Единственный масляный фонарь над стойкой коптит немилосердно. Черный нагар ползет по стене вверх, будто тоже пытается спрятаться подальше от того, что ждет снаружи. Света он дает ровно столько, чтобы разглядеть лицо соседа, но не настолько, чтобы увидеть в его глазах правду. Людям так спокойнее.
За окнами — ни зги. Только ОН.
Судный Глаз.
Огромный, в три полнолуния размером, висит ровно в зените, даже ночью. Багровая радужка пульсирует в медленном, тягучем ритме — вдыхает. И каждый раз, когда это происходит, воздух будто густеет, становится вязким, как смола. В ушах закладывает, по позвоночнику прокатывается липкая дрожь. Кто-то говорит, что это он так силы тянет. Кто-то шепчет, что это просто напоминание: вы здесь не хозяева. Вы здесь — еда.
Триста лет он висит. Триста лет люди просыпаются с тяжестью в костях и засыпают с мыслью, что завтра сил станет еще меньше.
За угловым столом, тем самым, где ножка подложена щепкой еще с прошлой зимы, сидят трое.
Мартен растирает левую руку.

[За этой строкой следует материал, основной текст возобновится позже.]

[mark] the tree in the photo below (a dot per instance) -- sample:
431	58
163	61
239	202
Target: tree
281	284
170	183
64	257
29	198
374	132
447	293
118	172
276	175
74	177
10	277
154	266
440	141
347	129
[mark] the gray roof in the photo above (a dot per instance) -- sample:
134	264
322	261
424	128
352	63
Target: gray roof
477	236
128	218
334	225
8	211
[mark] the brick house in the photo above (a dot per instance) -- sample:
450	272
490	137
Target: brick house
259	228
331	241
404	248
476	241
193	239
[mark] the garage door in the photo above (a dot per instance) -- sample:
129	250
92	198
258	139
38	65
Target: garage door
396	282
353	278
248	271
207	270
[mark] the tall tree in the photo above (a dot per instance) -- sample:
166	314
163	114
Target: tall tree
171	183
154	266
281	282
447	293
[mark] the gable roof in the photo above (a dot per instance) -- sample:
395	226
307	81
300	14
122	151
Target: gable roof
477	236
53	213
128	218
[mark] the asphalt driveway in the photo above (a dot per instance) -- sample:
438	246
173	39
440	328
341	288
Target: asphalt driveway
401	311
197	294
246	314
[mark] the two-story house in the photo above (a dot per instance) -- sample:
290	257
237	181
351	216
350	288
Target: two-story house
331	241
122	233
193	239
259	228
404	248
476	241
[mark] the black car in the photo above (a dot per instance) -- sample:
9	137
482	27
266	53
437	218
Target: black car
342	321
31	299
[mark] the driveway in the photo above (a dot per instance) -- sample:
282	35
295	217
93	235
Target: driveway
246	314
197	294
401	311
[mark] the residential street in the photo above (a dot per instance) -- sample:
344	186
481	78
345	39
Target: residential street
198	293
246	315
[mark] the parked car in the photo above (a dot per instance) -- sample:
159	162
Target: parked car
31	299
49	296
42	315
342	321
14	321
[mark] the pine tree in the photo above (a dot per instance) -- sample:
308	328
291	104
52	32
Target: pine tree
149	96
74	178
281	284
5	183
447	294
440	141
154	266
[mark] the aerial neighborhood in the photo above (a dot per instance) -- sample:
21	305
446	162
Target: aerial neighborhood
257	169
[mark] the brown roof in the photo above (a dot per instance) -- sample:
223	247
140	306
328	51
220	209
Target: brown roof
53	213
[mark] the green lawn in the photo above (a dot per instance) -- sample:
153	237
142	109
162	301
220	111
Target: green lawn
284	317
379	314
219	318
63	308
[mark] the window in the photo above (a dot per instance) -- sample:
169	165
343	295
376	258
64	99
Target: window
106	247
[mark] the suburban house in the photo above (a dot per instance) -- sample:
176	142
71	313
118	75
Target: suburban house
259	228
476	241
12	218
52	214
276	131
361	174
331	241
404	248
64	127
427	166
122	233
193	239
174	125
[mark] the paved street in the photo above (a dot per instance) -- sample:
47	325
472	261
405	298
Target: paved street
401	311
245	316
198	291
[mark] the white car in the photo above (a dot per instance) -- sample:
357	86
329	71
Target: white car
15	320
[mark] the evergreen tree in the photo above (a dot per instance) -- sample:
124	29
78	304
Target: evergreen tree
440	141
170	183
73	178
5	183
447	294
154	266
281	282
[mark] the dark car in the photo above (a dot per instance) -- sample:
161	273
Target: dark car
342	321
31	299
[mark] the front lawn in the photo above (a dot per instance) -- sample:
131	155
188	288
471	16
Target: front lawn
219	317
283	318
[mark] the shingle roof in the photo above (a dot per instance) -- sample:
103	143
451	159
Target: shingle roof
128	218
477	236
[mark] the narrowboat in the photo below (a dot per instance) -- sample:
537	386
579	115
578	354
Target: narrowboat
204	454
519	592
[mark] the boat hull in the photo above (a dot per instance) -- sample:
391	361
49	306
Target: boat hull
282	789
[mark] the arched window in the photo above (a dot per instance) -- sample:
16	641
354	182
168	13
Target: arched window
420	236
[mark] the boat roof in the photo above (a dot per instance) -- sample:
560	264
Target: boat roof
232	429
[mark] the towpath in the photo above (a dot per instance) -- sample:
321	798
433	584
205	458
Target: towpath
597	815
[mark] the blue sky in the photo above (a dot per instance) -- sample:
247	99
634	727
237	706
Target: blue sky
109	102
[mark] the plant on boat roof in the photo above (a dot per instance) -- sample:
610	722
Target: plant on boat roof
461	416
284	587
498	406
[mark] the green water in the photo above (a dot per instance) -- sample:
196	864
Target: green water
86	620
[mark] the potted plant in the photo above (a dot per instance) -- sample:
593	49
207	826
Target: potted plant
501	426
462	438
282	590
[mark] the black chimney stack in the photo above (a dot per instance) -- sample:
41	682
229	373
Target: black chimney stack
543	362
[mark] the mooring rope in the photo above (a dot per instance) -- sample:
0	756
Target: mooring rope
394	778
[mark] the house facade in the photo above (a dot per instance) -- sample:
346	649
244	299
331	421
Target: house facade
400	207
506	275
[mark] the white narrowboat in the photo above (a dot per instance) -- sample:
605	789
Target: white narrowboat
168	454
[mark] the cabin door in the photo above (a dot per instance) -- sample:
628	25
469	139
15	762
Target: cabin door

Кожа на ней серая, тонкая, почти прозрачная — сквозь нее проступают синие извилины вен. Пальцы плохо слушаются, будто чужие.
— Опять ноет, — голос у него хриплый, прокуренный до черноты, с той особенной сипотцой, которая появляется у людей, разучившихся говорить громко. — Слышь, Лейя? Как будто черви под кожей шевелятся, гады. Это он, сука, силу тянет. Скоро вообще вставать не сможем — просто ляжем и сгнием заживо. И даже хоронить никто не придет, потому что у всех руки трясутся.
Лейя напротив него кружку вертит. Ей бы двадцать пять, а взгляд уже выплакан до дна. Щеки впали, губы потрескались. Когда-то она была красивая — Мартен помнит, еще до Глаза, когда она в город приехала, мужики шеи сворачивали. Теперь на нее и смотреть больно.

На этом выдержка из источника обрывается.